Brighton & Hove Albion 0 Coventry City 1
Coventry City manager Micky Adams would surely take a home tie against Premiership leaders Chelsea or European champions Liverpool in the FA Cup fourth round; accept a graceful, money-spinning loss and then get back to everyday life that is the Championship . . .
Not a chance! Adams wants the gold that a plum draw would offer and the glory that a successful passage into the next round would bring after his side scraped past his former club.
The ex-Seagulls manager said that some may have questioned his sanity when he announced after this victory that he wants to win the trophy. But 'moaning Micky' of earlier this season is a much more cheerful chap these days. This win was another sign that Coventry's fortunes may have taken a turn for the better.
The Sky Blues have won five of their last eight matches and have kept four clean sheets. The team conceded 34 goals in the first half of the Championship season.
They have finally got to grips with defending without Welsh international Robert Page, their most consistent player this season but sidelined for six weeks with a broken cheekbone during Christmas.
Ady Williams and Richard Shaw have played together in two successive matches and the Sky Blues have two wins and no goals against to show for it.
Shaw was once again in good form but it was Williams who stood out at the back. The former Reading defender was composed with the ball on the ground and was strong in the air against the burly home team striker Colin Kazim-Richards.
After two strong displays by Williams it seems almost incomprehensible that he had been considered surplus to requirements and was allowed out on loan to Millwall for three months.
It is fair to say that Brighton's attacking threat was somewhat reduced by the sale of Leon Knight to Swansea in midweek after a fall-out with manager Mark McGhee.
But Williams and Shaw will still take some shifting from the starting lineup if they continue in this form before Page returns.
The real difference between both sides, however, was Gary McShef-frey. The Coventry kid, who desperately wants to be a centre-forward week-in week-out, was asked to operate on the right side of midfield.
Adams's plan was to use McSheffrey's pace to full effect against left-back Kerry Mayo. The idea worked perfectly as the 23-year-old gave his marker a torrid afternoon.
McSheffrey was the shining light in a quiet first half. He almost set up the opening goal after a driving 40-yard run but James Scowcroft headed just wide.

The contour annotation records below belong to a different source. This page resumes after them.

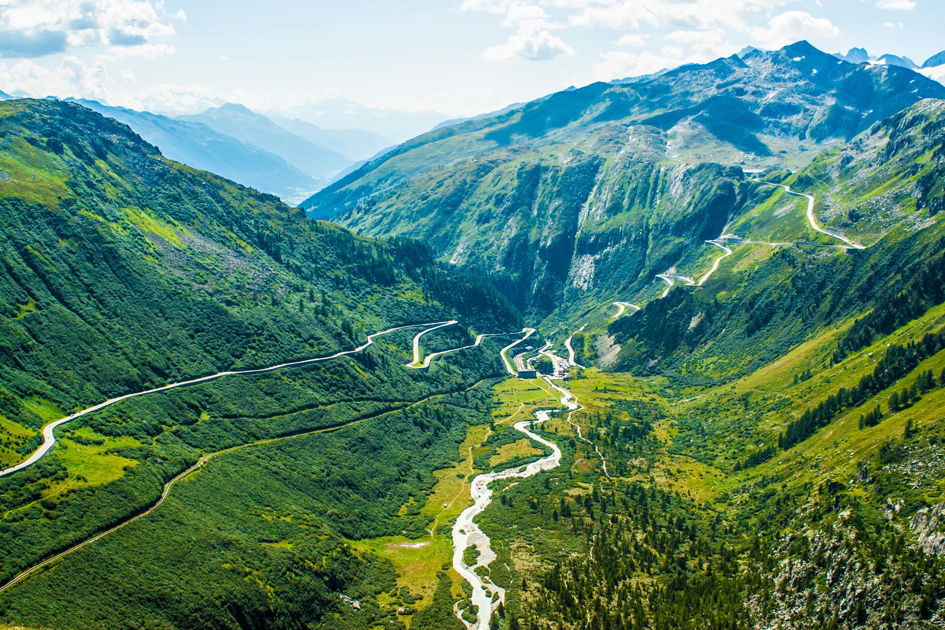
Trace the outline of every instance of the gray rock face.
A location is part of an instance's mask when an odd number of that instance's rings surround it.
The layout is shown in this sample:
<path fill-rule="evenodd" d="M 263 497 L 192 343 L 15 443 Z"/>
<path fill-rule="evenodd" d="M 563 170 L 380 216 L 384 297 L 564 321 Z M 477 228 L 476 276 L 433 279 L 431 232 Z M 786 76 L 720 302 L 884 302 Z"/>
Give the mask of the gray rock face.
<path fill-rule="evenodd" d="M 945 503 L 923 507 L 909 519 L 909 527 L 919 538 L 926 553 L 938 555 L 945 551 Z"/>

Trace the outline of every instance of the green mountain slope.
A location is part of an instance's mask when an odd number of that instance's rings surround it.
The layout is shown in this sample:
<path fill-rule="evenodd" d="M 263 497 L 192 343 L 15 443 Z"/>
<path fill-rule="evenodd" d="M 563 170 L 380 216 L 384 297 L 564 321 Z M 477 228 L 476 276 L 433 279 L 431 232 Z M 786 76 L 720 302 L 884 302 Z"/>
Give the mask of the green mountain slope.
<path fill-rule="evenodd" d="M 94 111 L 131 128 L 163 155 L 193 168 L 210 171 L 296 203 L 323 181 L 296 168 L 280 156 L 219 133 L 200 123 L 168 118 L 149 111 L 108 107 L 77 100 Z"/>
<path fill-rule="evenodd" d="M 240 142 L 274 153 L 296 168 L 318 178 L 330 178 L 353 160 L 297 136 L 242 105 L 227 103 L 180 120 L 203 123 Z"/>
<path fill-rule="evenodd" d="M 43 425 L 115 395 L 323 357 L 395 325 L 455 317 L 476 331 L 521 329 L 494 289 L 442 268 L 422 246 L 313 221 L 167 161 L 77 105 L 7 101 L 0 133 L 4 468 L 35 450 Z M 202 455 L 226 452 L 178 482 L 154 517 L 110 535 L 118 547 L 83 548 L 5 591 L 4 619 L 100 628 L 301 618 L 339 627 L 330 621 L 344 612 L 335 591 L 376 596 L 392 574 L 387 561 L 352 555 L 341 536 L 422 533 L 426 520 L 402 506 L 436 484 L 433 470 L 455 457 L 468 424 L 485 421 L 488 382 L 476 383 L 503 369 L 491 338 L 428 371 L 408 369 L 416 332 L 309 367 L 129 399 L 58 429 L 52 452 L 0 478 L 4 582 L 155 504 Z M 272 480 L 230 463 L 236 453 L 266 470 L 306 472 Z M 228 466 L 243 468 L 237 486 Z M 322 484 L 317 470 L 339 484 Z M 230 490 L 204 485 L 208 474 L 222 474 L 215 483 Z M 266 519 L 271 510 L 294 515 L 292 533 Z M 228 532 L 215 524 L 223 521 Z M 187 560 L 182 538 L 194 543 Z M 136 573 L 146 584 L 103 580 L 122 572 L 110 563 L 137 563 L 143 546 L 153 553 Z M 285 576 L 291 566 L 304 567 L 309 586 Z M 260 577 L 252 585 L 248 568 Z M 208 571 L 219 579 L 208 583 Z M 272 596 L 284 604 L 266 604 Z"/>
<path fill-rule="evenodd" d="M 302 205 L 364 234 L 421 238 L 535 320 L 562 304 L 571 317 L 651 284 L 659 295 L 655 274 L 774 193 L 744 185 L 737 167 L 806 165 L 928 96 L 945 92 L 799 43 L 444 128 Z"/>

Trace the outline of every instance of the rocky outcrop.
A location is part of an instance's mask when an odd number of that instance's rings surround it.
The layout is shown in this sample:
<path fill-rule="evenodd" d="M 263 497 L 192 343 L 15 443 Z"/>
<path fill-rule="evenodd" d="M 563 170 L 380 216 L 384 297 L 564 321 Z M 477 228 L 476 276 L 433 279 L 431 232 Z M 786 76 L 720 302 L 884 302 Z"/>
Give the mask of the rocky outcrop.
<path fill-rule="evenodd" d="M 940 554 L 945 551 L 945 503 L 923 507 L 909 519 L 909 528 L 926 553 Z"/>

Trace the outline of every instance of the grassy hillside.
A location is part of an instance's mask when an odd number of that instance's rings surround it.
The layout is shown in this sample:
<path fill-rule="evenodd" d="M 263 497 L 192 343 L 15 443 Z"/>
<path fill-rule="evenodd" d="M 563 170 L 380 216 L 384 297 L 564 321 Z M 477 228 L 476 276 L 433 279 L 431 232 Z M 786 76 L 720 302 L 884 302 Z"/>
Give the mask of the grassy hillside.
<path fill-rule="evenodd" d="M 667 269 L 708 269 L 713 248 L 694 250 L 777 195 L 747 184 L 741 167 L 806 166 L 924 97 L 945 92 L 799 43 L 443 128 L 302 205 L 363 234 L 421 238 L 554 325 L 659 296 L 654 275 Z M 799 218 L 765 231 L 822 244 Z"/>
<path fill-rule="evenodd" d="M 44 424 L 123 393 L 326 356 L 395 325 L 459 319 L 460 331 L 427 335 L 425 351 L 470 331 L 521 329 L 488 283 L 423 246 L 313 221 L 169 162 L 77 105 L 6 102 L 0 135 L 5 468 L 35 450 Z M 58 429 L 52 452 L 0 479 L 3 581 L 154 505 L 169 480 L 218 454 L 153 514 L 5 591 L 0 618 L 347 623 L 337 591 L 369 602 L 395 573 L 345 537 L 424 532 L 427 519 L 402 508 L 452 466 L 467 426 L 485 421 L 482 382 L 503 370 L 495 338 L 408 369 L 419 330 L 308 367 L 130 399 Z"/>

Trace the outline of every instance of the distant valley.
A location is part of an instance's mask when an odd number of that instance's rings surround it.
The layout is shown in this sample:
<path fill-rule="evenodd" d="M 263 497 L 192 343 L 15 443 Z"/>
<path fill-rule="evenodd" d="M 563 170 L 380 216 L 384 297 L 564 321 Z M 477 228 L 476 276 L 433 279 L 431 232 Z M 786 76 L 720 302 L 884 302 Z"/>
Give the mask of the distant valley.
<path fill-rule="evenodd" d="M 942 627 L 943 77 L 6 94 L 0 630 Z"/>

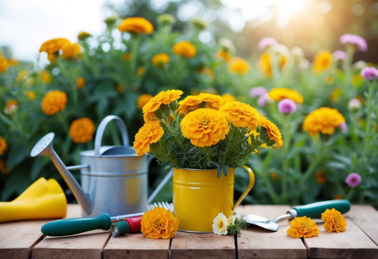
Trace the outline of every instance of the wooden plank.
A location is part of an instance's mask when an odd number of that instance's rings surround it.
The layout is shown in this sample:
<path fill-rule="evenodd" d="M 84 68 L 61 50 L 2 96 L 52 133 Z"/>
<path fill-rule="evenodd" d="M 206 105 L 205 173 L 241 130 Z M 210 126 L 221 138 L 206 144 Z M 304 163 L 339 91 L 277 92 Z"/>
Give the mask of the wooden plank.
<path fill-rule="evenodd" d="M 170 243 L 170 239 L 147 238 L 141 233 L 129 233 L 118 237 L 112 236 L 104 249 L 104 258 L 167 259 Z"/>
<path fill-rule="evenodd" d="M 271 220 L 290 208 L 287 205 L 246 205 L 243 214 L 256 214 Z M 286 234 L 288 221 L 278 225 L 276 232 L 253 225 L 242 230 L 237 239 L 239 258 L 307 258 L 307 250 L 302 240 Z"/>
<path fill-rule="evenodd" d="M 233 236 L 178 231 L 171 244 L 171 259 L 235 258 L 236 255 Z"/>

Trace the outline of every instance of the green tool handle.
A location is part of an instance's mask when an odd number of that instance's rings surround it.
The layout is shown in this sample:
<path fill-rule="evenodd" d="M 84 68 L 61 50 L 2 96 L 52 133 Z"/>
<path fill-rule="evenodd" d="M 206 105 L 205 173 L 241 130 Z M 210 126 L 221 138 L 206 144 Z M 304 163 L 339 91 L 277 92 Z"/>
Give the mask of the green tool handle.
<path fill-rule="evenodd" d="M 311 218 L 320 219 L 322 217 L 322 213 L 326 210 L 333 208 L 342 214 L 349 211 L 350 203 L 347 200 L 333 200 L 297 206 L 293 208 L 296 211 L 297 217 L 306 216 Z"/>
<path fill-rule="evenodd" d="M 45 224 L 41 231 L 46 236 L 69 236 L 95 229 L 107 230 L 112 225 L 110 216 L 104 213 L 98 217 L 59 219 Z"/>

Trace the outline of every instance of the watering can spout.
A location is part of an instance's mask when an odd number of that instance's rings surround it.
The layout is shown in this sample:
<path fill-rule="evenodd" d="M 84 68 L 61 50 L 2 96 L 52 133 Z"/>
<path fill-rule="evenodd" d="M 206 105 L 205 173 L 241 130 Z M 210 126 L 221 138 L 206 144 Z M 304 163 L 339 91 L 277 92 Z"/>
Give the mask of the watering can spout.
<path fill-rule="evenodd" d="M 93 203 L 89 196 L 84 192 L 79 183 L 68 170 L 67 168 L 54 150 L 53 147 L 53 139 L 54 136 L 55 134 L 53 132 L 45 135 L 33 148 L 30 152 L 30 156 L 32 157 L 37 156 L 46 156 L 49 157 L 53 160 L 54 164 L 72 191 L 83 210 L 89 214 L 92 210 Z M 82 168 L 84 167 L 89 167 L 89 165 L 81 166 Z"/>

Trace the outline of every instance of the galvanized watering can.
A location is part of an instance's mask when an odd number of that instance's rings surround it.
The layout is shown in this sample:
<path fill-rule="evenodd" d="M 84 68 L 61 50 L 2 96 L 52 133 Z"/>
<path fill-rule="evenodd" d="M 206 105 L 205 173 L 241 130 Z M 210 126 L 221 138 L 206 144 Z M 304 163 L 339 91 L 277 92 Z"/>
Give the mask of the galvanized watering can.
<path fill-rule="evenodd" d="M 104 130 L 115 120 L 121 130 L 123 146 L 101 146 Z M 53 160 L 82 209 L 83 217 L 110 215 L 146 211 L 147 204 L 148 174 L 150 159 L 138 157 L 129 146 L 127 131 L 119 117 L 110 115 L 99 125 L 94 139 L 94 150 L 80 153 L 81 165 L 66 167 L 53 148 L 54 134 L 45 135 L 33 148 L 32 157 L 47 156 Z M 69 170 L 80 169 L 81 187 Z M 162 182 L 162 184 L 165 183 Z M 159 185 L 157 189 L 164 184 Z M 152 196 L 152 195 L 151 196 Z M 153 199 L 150 197 L 148 202 Z"/>

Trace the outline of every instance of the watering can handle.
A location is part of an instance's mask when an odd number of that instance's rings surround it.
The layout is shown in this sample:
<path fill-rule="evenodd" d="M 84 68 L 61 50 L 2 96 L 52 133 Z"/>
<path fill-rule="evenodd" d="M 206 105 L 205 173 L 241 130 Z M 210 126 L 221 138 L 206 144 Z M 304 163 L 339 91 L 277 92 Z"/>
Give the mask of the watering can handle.
<path fill-rule="evenodd" d="M 100 148 L 101 147 L 101 142 L 102 140 L 102 135 L 104 135 L 104 131 L 105 130 L 105 128 L 108 123 L 113 120 L 116 120 L 117 125 L 118 125 L 118 127 L 121 130 L 121 136 L 122 137 L 123 145 L 125 146 L 129 146 L 130 145 L 129 142 L 129 134 L 127 133 L 127 129 L 126 128 L 125 123 L 122 120 L 122 119 L 119 116 L 115 115 L 107 116 L 101 121 L 100 125 L 98 125 L 98 128 L 97 128 L 97 131 L 96 132 L 96 137 L 94 138 L 94 155 L 96 156 L 100 156 Z"/>

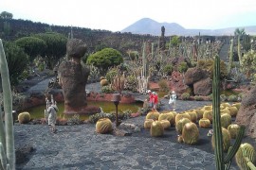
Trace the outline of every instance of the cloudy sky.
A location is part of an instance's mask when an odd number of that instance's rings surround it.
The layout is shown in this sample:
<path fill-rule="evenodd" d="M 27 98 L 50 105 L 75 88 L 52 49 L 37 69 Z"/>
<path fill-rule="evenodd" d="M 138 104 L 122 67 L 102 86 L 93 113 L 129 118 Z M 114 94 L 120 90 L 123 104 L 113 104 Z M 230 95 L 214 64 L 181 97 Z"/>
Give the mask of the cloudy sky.
<path fill-rule="evenodd" d="M 1 0 L 2 11 L 14 19 L 111 31 L 141 18 L 185 28 L 256 26 L 256 0 Z"/>

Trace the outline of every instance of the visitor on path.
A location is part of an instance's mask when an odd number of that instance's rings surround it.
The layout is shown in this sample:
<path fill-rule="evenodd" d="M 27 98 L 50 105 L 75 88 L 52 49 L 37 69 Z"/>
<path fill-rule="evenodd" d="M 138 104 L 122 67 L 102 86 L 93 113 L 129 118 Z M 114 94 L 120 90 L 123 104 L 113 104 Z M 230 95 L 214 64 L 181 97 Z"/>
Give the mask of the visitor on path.
<path fill-rule="evenodd" d="M 169 105 L 171 109 L 173 109 L 173 110 L 176 110 L 176 98 L 177 98 L 177 95 L 174 91 L 170 93 Z"/>
<path fill-rule="evenodd" d="M 149 94 L 149 107 L 153 109 L 154 107 L 154 94 L 152 94 L 151 90 L 147 91 Z"/>
<path fill-rule="evenodd" d="M 46 111 L 46 118 L 48 119 L 48 125 L 50 126 L 50 130 L 53 133 L 57 132 L 56 129 L 56 119 L 57 119 L 57 111 L 58 111 L 58 107 L 55 103 L 55 105 L 50 101 L 49 102 L 49 107 Z"/>
<path fill-rule="evenodd" d="M 156 92 L 153 92 L 153 110 L 156 111 L 157 110 L 157 104 L 158 104 L 158 95 L 156 94 Z"/>

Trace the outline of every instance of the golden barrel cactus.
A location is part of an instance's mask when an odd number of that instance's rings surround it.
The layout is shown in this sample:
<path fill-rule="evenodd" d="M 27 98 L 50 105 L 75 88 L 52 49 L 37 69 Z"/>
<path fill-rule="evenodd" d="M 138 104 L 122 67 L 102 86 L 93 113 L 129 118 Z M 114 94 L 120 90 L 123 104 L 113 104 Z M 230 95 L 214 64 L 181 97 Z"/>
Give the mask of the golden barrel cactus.
<path fill-rule="evenodd" d="M 228 129 L 224 128 L 222 128 L 222 139 L 223 139 L 223 151 L 228 152 L 229 148 L 231 145 L 231 138 Z M 214 136 L 211 137 L 211 145 L 212 145 L 212 148 L 214 148 L 215 146 Z"/>
<path fill-rule="evenodd" d="M 199 120 L 199 127 L 203 128 L 210 128 L 210 121 L 208 118 L 202 118 Z"/>
<path fill-rule="evenodd" d="M 199 139 L 199 130 L 197 126 L 192 123 L 187 123 L 182 128 L 183 142 L 188 144 L 195 144 Z"/>
<path fill-rule="evenodd" d="M 212 110 L 205 110 L 203 118 L 207 118 L 210 120 L 210 123 L 212 123 Z"/>
<path fill-rule="evenodd" d="M 245 157 L 247 157 L 248 160 L 255 164 L 256 163 L 256 152 L 254 147 L 248 144 L 245 143 L 242 144 L 237 150 L 235 154 L 235 161 L 237 165 L 241 170 L 250 170 L 250 168 L 247 165 L 247 161 L 245 160 Z"/>
<path fill-rule="evenodd" d="M 96 123 L 96 132 L 101 134 L 110 133 L 113 130 L 112 122 L 109 118 L 99 119 Z"/>
<path fill-rule="evenodd" d="M 221 114 L 221 127 L 228 128 L 228 127 L 232 123 L 230 114 L 224 113 Z"/>
<path fill-rule="evenodd" d="M 188 118 L 182 118 L 180 119 L 176 124 L 175 124 L 175 128 L 176 131 L 181 134 L 182 133 L 182 128 L 185 126 L 185 124 L 192 122 L 190 119 Z"/>
<path fill-rule="evenodd" d="M 160 113 L 158 111 L 149 111 L 146 115 L 146 119 L 158 120 Z"/>
<path fill-rule="evenodd" d="M 21 112 L 18 115 L 18 120 L 20 124 L 27 124 L 30 121 L 29 112 Z"/>
<path fill-rule="evenodd" d="M 228 130 L 232 139 L 236 139 L 239 129 L 240 129 L 240 126 L 237 124 L 231 124 L 228 127 Z"/>
<path fill-rule="evenodd" d="M 164 128 L 160 121 L 155 121 L 151 125 L 150 135 L 153 137 L 163 136 Z"/>
<path fill-rule="evenodd" d="M 153 119 L 146 119 L 144 122 L 144 128 L 150 128 L 153 122 Z"/>

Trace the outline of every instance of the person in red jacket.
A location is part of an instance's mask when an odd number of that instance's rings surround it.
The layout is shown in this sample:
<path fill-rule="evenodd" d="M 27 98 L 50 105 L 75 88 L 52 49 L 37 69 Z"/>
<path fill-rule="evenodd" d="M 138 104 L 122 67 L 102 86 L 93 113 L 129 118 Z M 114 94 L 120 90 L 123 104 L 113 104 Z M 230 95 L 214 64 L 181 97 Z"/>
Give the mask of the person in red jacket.
<path fill-rule="evenodd" d="M 153 110 L 157 110 L 157 104 L 158 104 L 158 95 L 155 92 L 153 92 Z"/>

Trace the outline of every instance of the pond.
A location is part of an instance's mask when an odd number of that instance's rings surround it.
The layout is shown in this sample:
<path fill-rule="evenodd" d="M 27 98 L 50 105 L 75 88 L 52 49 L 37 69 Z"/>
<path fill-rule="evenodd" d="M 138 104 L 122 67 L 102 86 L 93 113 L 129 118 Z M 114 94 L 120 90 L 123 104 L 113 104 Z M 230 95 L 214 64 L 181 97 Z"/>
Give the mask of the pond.
<path fill-rule="evenodd" d="M 97 107 L 101 107 L 103 110 L 103 112 L 116 112 L 116 106 L 114 105 L 113 102 L 102 102 L 102 101 L 87 101 L 88 106 L 97 106 Z M 62 103 L 58 103 L 58 108 L 59 108 L 59 111 L 58 111 L 58 117 L 61 118 L 68 118 L 68 117 L 64 117 L 64 102 Z M 126 110 L 131 110 L 133 112 L 137 112 L 137 110 L 139 108 L 143 107 L 143 103 L 142 102 L 136 102 L 136 103 L 132 103 L 132 104 L 123 104 L 123 103 L 119 103 L 119 112 L 122 112 Z M 40 118 L 44 118 L 45 117 L 45 110 L 46 110 L 46 105 L 41 105 L 41 106 L 37 106 L 34 108 L 29 108 L 27 109 L 26 110 L 23 111 L 27 111 L 30 113 L 31 119 L 40 119 Z M 88 119 L 87 115 L 82 115 L 81 116 L 82 120 L 85 120 Z"/>

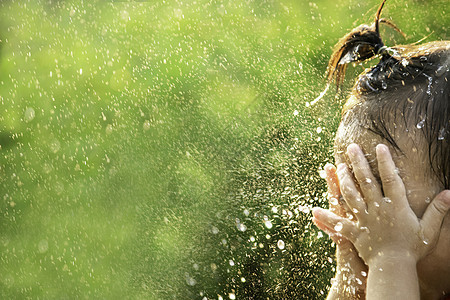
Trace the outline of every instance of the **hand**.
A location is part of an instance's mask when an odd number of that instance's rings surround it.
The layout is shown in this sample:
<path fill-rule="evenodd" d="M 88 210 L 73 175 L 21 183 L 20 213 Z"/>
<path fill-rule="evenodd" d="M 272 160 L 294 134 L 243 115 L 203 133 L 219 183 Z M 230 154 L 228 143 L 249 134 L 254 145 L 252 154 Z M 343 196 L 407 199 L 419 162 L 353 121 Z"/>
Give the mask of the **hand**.
<path fill-rule="evenodd" d="M 326 172 L 330 211 L 345 217 L 347 211 L 347 208 L 343 207 L 345 203 L 340 203 L 338 200 L 341 197 L 341 191 L 336 168 L 332 164 L 327 164 L 324 169 Z M 327 227 L 316 218 L 313 218 L 313 222 L 336 243 L 337 270 L 327 299 L 364 299 L 368 271 L 355 247 L 347 238 L 336 232 L 334 228 Z"/>
<path fill-rule="evenodd" d="M 338 167 L 341 192 L 356 220 L 320 208 L 313 215 L 318 222 L 350 240 L 369 267 L 374 258 L 384 255 L 412 257 L 417 262 L 439 237 L 442 220 L 450 208 L 450 191 L 437 195 L 423 218 L 418 219 L 409 206 L 388 147 L 378 145 L 376 153 L 382 188 L 355 144 L 348 147 L 347 154 L 359 189 L 348 167 L 345 164 Z"/>

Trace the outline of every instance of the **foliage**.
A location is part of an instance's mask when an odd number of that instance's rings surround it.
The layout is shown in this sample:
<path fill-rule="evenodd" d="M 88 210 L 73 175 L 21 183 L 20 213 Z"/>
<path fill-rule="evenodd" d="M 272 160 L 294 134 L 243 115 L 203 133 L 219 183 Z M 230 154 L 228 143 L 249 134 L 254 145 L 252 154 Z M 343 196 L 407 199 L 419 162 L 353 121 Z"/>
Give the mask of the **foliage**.
<path fill-rule="evenodd" d="M 306 103 L 377 4 L 1 2 L 1 298 L 323 298 L 345 94 Z M 448 38 L 445 0 L 383 14 Z"/>

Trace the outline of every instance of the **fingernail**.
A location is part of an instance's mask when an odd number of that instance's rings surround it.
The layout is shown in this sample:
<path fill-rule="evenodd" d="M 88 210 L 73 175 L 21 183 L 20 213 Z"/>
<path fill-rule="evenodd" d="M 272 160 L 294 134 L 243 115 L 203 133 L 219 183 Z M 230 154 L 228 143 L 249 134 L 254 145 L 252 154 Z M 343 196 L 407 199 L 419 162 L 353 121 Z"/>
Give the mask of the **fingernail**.
<path fill-rule="evenodd" d="M 389 148 L 384 144 L 378 144 L 376 147 L 377 153 L 387 153 L 389 152 Z"/>
<path fill-rule="evenodd" d="M 325 164 L 325 167 L 323 167 L 323 169 L 324 169 L 325 171 L 327 171 L 327 172 L 333 171 L 333 168 L 334 168 L 334 166 L 333 166 L 332 164 L 330 164 L 330 163 L 326 163 L 326 164 Z"/>

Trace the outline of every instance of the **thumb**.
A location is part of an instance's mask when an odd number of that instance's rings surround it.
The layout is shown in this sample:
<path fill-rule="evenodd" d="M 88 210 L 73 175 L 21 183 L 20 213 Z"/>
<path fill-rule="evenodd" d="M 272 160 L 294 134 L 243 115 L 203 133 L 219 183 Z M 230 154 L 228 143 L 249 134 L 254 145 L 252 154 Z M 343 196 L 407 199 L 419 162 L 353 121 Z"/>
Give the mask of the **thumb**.
<path fill-rule="evenodd" d="M 440 192 L 428 205 L 421 225 L 426 239 L 434 242 L 441 231 L 442 221 L 450 208 L 450 190 Z"/>

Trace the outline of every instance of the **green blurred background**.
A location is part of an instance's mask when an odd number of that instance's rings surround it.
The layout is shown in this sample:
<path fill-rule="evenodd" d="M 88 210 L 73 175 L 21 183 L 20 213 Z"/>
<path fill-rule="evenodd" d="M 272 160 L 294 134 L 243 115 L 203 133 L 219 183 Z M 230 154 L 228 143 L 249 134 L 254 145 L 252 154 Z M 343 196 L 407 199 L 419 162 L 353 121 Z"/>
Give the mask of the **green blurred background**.
<path fill-rule="evenodd" d="M 324 298 L 345 92 L 306 104 L 379 2 L 2 1 L 0 298 Z M 388 0 L 385 42 L 449 12 Z"/>

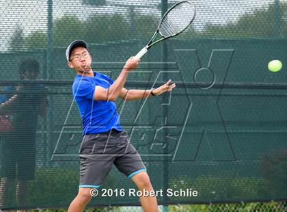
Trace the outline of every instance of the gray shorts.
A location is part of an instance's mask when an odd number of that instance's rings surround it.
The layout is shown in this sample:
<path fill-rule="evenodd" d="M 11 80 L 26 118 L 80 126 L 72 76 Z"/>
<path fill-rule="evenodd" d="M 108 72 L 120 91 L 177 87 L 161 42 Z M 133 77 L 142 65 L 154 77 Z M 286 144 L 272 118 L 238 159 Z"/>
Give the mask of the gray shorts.
<path fill-rule="evenodd" d="M 126 131 L 87 134 L 80 149 L 79 187 L 98 187 L 113 164 L 128 178 L 146 171 L 141 157 L 129 142 Z"/>

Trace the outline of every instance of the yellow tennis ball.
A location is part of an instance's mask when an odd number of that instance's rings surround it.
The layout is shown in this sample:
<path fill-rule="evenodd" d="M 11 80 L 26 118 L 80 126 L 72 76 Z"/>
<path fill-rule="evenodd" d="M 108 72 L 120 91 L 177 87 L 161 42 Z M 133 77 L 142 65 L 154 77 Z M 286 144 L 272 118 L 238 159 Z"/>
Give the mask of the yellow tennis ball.
<path fill-rule="evenodd" d="M 268 69 L 272 72 L 279 71 L 282 68 L 282 63 L 280 60 L 272 60 L 268 64 Z"/>

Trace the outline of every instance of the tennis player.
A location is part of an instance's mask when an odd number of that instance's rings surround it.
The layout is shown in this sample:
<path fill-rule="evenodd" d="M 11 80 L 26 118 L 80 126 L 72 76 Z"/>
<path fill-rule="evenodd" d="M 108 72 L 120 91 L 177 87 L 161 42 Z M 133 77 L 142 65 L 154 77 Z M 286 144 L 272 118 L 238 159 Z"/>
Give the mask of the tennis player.
<path fill-rule="evenodd" d="M 118 97 L 131 101 L 158 96 L 172 90 L 176 85 L 169 80 L 154 90 L 128 90 L 124 88 L 126 79 L 137 67 L 139 59 L 129 58 L 114 81 L 109 76 L 92 70 L 92 57 L 83 40 L 73 41 L 68 47 L 66 56 L 68 66 L 77 73 L 72 94 L 83 124 L 79 193 L 68 211 L 83 211 L 92 198 L 91 190 L 104 183 L 113 164 L 139 190 L 152 191 L 146 168 L 129 143 L 127 131 L 120 126 L 115 101 Z M 139 199 L 145 211 L 157 211 L 156 197 L 141 196 Z"/>

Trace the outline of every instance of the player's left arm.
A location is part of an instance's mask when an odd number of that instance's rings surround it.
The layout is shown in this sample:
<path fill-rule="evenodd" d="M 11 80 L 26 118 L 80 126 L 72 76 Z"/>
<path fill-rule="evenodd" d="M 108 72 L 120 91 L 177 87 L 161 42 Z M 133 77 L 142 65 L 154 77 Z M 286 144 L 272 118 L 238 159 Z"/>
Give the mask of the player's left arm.
<path fill-rule="evenodd" d="M 153 93 L 156 96 L 161 95 L 161 94 L 167 92 L 172 91 L 176 87 L 175 83 L 172 83 L 172 80 L 167 81 L 163 85 L 155 88 Z M 127 90 L 124 88 L 122 88 L 120 94 L 120 97 L 126 101 L 137 100 L 140 98 L 145 98 L 151 95 L 150 90 Z"/>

Then he was denied a penalty after he broke clear of Mayo in the penalty area with the defender appearing to clip his ankles as the visitors' winger was about to shoot.
Adams fears his player may have missed out on the spot kick because of a reputation he has developed for 'exaggerating' his fall in the area. He might have a point; McSheffrey has been cautioned three times this season for diving.
But there was absolutely nothing fake about the quality of Coventry's winning goal.
Clayton Ince had just made another decent stop at the other end in a steady, if not spectacular, return in place of Marton Fulop, who was denied the opportunity to play by his real employers Tottenham.
As Coventry broke quickly the ball arrived at the feet of McSheffrey in the Brighton area. He danced his way past Mayo before shooting low into the corner of the net from a tight angle.
It was his tenth goal of an inconsistent season and he could prove to be the key if Adams gets his wish and Coventry do get the chance to turn over a Premiership side at the Ricoh in the next round.